特に驚かされるのが里の「森」。鬱蒼とした森は、季節が変わってもほとんど夏のまま。落葉している木を探すほうが難しいくらいです。
翻って本州の森は、名古屋以北に至っては低地に緑の木を探すのが困難です。針葉樹主体で降雪に耐えている地域も多いのがこの季節。ただし大阪以南ではポツポツと屋久島でも見る常緑樹の割合が増えてくるので、さみしい木が半分、緑の木が半分といったところ。
ほかにも屋久島ではたとえば庭木。桃のような明るいピンク色の花をつける寒緋桜(かんぴざくら)の旬はとっくにすぎ、いままさにソメイヨシノが満開です。たとえば畑。菜の花は満開を迎え、いろいろな野菜がとうが立って旬を過ぎています。たとえば道端の雑草たち。すでにタチツボスミレなどは美しい紫の花をつけ、ミヤコグサは黄色い可憐な花をつけ、まさに春真っ只中という風情。そして森の青々とした様子。
この季節、屋久島への旅行者はこの様子を見て「あぁ屋久島って本州と違って自然が豊か、癒やされるなぁ」と感じるはずです。
ちなみに冬に木々が落葉するのは、冬の寒さと乾燥から樹木本体を守るため、と言われています。屋久島では冬の間の湿気が多く、また春の陽光が早くから差し込むため、落葉の必要がありません。むしろ常緑樹は乾燥もせず僅かながらの光合成のパワーを利用し、冬の間でも新芽を出すことができます。落葉しているとその間にまわりの常緑樹に成長されてしまうのです。つまり屋久島の青々とした様子は、厳しい競争環境を生き残る生存戦略の一つでもあるのです。

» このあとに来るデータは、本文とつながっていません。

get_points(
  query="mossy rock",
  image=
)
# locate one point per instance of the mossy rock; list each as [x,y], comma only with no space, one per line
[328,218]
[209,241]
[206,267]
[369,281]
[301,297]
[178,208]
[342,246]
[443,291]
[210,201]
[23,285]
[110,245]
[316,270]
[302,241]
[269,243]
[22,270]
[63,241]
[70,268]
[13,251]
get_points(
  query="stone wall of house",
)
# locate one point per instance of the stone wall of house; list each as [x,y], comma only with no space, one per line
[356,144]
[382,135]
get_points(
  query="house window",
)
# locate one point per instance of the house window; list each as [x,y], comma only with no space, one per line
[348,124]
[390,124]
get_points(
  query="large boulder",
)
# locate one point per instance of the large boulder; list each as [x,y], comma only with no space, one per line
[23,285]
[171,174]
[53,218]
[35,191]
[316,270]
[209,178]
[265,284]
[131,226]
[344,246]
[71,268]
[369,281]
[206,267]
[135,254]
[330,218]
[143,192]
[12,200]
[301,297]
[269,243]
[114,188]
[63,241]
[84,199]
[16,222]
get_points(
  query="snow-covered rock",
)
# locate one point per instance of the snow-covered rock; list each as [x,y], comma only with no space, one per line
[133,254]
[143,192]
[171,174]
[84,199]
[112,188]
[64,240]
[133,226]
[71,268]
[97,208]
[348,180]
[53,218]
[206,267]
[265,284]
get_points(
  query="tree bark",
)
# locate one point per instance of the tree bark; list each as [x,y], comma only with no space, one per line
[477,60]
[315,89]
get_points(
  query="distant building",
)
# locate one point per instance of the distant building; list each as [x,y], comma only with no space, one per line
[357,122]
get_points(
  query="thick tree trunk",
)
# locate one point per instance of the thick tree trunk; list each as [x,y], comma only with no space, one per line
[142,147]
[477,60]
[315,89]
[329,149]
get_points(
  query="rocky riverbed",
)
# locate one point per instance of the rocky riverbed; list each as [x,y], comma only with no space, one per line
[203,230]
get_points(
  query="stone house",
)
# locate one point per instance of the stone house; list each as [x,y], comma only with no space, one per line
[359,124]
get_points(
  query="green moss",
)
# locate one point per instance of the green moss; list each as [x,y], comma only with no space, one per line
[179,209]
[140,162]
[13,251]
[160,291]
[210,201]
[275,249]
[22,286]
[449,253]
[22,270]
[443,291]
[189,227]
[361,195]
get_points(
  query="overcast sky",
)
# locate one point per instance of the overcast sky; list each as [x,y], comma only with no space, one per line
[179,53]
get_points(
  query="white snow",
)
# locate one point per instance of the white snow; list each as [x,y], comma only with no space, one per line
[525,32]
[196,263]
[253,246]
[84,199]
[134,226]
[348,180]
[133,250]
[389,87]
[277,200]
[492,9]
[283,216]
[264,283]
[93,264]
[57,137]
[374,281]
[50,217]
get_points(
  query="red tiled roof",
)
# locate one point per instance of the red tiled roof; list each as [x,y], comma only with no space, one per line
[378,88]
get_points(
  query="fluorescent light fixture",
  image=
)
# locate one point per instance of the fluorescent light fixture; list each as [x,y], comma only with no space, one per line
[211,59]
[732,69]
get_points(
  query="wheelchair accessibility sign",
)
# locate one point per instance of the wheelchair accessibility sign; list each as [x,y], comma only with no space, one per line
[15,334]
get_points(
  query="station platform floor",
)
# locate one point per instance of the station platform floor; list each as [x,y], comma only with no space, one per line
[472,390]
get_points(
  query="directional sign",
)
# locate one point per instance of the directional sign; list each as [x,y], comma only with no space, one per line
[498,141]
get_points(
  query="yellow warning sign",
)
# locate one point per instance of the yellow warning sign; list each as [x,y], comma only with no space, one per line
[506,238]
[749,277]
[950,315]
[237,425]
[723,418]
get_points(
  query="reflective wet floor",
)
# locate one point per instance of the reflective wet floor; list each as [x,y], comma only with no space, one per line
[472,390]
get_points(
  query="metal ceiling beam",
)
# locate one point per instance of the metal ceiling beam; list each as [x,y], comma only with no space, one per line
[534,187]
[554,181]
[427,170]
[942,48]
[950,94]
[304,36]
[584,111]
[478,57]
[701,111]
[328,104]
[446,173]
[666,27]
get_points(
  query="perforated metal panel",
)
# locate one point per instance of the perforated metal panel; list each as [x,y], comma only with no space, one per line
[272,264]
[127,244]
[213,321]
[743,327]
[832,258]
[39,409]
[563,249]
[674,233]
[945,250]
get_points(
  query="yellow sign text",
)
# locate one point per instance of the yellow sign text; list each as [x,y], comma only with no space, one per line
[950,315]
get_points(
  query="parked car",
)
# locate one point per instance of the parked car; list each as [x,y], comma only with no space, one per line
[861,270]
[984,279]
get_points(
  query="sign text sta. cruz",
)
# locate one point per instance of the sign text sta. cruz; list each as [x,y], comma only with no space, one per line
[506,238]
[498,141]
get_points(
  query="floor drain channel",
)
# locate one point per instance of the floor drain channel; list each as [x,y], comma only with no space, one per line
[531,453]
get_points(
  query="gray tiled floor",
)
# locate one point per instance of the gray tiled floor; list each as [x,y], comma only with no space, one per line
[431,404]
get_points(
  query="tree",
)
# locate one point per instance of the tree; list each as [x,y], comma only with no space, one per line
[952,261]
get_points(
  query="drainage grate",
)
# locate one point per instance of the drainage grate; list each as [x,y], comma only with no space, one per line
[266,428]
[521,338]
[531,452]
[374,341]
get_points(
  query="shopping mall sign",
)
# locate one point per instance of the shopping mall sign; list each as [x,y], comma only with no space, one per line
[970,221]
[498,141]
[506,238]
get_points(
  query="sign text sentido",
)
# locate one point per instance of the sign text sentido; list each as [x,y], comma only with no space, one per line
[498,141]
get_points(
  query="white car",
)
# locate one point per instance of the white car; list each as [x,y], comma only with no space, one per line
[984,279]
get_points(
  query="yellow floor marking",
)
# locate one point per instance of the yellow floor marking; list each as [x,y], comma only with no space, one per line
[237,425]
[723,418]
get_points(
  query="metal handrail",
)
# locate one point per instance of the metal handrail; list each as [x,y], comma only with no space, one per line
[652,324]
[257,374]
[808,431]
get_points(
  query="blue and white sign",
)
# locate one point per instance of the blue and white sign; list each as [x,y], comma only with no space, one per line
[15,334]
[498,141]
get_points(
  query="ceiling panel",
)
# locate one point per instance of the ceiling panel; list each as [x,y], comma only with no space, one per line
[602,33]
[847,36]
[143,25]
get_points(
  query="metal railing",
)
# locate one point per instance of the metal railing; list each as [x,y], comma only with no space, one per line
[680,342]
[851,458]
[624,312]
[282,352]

レイチェル・カーソンはその著書「センスオブワンダー」で、自然や生命の不思議や美しさに驚く感性こそ、子どもの発達に必要不可欠なものであると主張しました。この主張には賛成です。しかしながら、この感性から湧きでた「なぜ?」「なんでこんなに違うん?」といったような疑問に持つこと、そしてその疑問について自ら答えを探し出すこと、といったこととも向き合うことを大切にしたいと考えます。これこそがすなわち生き抜く力を身につけるセンバス教育である、ということなのかもしれません。